Angenommen ihr habt einen Patienten: 70 Kg schwer, Na.-Ist-Wert 105 mmol/l, symptomatisch. Wie sollte man hier am besten vorgehen bzgl. Substitution??
1) Berechnung des Na.-Defizits ...welche Formel am besten?
2) Gabe von 3%-iger oder 10%-iger Nacl-Lösung?? Wie viel mmol sind das?? Wie schnell (Perfusorrate)??
3) Anhebung um max. wie viel mmol/L/std? Worauf genau bezieht sich L hier (Serum/Blut ??).
Sind zwar Basics-Sachen, es scheint aber kein einheitliches "Substitutionsschema" zu geben.
Ich bedanke mich im Voraus für jegliche Hilfe.

Corinna
27.09.2016, 22:57
1. na-senkende medis absetzen (hct!)
2. bei na<110 und/oder symptomatisch ==> intensiv
3. gucken ob die Leute überwässert sind oder trocken (meistens, da hct, vgl 1.). 1x Na im Urin, um Renaten Verlust auszuschließen. Spezial-Schnickschnack sonst nur in Spezialfällen.

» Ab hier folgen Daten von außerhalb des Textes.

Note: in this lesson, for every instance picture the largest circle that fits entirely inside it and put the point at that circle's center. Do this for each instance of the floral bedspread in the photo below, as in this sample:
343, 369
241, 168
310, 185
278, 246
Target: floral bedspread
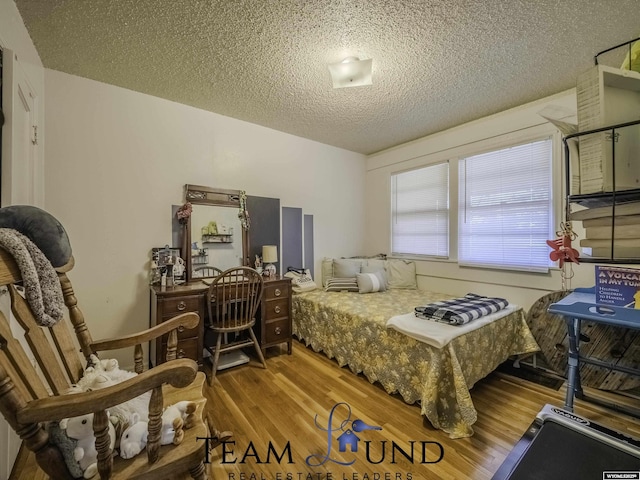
351, 327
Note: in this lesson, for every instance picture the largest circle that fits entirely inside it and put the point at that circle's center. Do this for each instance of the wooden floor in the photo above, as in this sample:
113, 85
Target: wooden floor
268, 410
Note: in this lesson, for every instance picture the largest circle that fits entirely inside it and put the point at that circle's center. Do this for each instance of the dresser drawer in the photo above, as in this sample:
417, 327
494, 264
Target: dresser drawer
184, 333
277, 331
280, 290
177, 305
276, 308
186, 349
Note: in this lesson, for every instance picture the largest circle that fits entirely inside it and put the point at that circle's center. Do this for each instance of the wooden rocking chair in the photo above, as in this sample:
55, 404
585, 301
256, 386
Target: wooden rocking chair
31, 397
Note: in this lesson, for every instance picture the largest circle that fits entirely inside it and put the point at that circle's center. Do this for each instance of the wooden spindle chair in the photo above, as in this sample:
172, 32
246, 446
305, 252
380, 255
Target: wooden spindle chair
233, 299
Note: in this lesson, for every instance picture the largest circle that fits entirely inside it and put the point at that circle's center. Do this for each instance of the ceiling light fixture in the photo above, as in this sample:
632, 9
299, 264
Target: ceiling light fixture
351, 72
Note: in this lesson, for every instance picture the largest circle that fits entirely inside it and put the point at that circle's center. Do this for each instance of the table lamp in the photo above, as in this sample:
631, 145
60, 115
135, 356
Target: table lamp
269, 256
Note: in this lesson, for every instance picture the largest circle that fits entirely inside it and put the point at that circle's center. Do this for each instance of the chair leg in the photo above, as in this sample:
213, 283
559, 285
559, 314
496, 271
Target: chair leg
216, 358
258, 349
198, 472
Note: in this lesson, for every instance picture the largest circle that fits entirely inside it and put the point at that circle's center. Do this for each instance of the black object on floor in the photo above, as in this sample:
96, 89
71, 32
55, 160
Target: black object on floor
531, 374
560, 445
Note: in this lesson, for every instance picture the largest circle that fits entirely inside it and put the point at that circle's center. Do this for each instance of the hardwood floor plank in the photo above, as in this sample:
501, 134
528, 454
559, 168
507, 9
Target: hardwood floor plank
275, 407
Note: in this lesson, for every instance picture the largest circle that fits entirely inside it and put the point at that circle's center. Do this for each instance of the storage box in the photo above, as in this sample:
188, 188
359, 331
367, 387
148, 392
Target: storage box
618, 286
608, 96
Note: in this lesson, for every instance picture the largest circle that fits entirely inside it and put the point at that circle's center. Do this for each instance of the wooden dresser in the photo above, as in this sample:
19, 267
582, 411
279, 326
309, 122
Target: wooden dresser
273, 320
168, 302
274, 325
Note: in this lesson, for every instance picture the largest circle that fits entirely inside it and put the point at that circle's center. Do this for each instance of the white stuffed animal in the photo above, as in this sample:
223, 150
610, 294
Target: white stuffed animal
175, 419
81, 429
103, 373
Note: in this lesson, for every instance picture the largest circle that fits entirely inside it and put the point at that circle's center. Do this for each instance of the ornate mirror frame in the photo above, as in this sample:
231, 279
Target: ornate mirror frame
201, 195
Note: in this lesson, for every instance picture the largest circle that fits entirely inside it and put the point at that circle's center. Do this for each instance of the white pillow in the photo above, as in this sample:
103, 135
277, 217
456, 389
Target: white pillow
347, 268
371, 282
401, 274
341, 285
327, 270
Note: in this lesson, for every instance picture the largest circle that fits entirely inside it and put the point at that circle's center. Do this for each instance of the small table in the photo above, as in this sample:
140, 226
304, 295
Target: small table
581, 305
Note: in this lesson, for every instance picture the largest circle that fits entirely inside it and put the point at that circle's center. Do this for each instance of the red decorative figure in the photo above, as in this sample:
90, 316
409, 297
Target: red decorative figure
562, 250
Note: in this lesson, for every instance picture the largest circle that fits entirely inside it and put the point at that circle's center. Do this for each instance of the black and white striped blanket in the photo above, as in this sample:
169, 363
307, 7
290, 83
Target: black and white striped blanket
460, 311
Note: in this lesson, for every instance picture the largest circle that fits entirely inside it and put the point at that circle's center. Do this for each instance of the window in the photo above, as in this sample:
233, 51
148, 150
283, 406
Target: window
420, 211
505, 207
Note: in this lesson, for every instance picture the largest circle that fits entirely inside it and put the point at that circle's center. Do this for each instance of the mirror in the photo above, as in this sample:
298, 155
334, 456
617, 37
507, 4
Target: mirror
216, 237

4. Infusion geben, meist ist stero ok, bei Na < 110 halbe halbe mit G5% bis zur ersten Kontrolle. hochprozentiges NaCl??? nö, lieber langsam anheben. (für operativ-intensivmedizinische Pat. (TURP-Syndrom etc.) gilt wohl, wenns na sehr schnell gefallen ist, darf/soll mans auch schnell wieder anheben?). ich kenn mehr so die internistischen ömchen mit ihrem hct, die dann komisch werden oder krampfen... aber ja, die pontine myelinolyse bei zu raschem anstieg gibt es auch in echt! und ist Mist.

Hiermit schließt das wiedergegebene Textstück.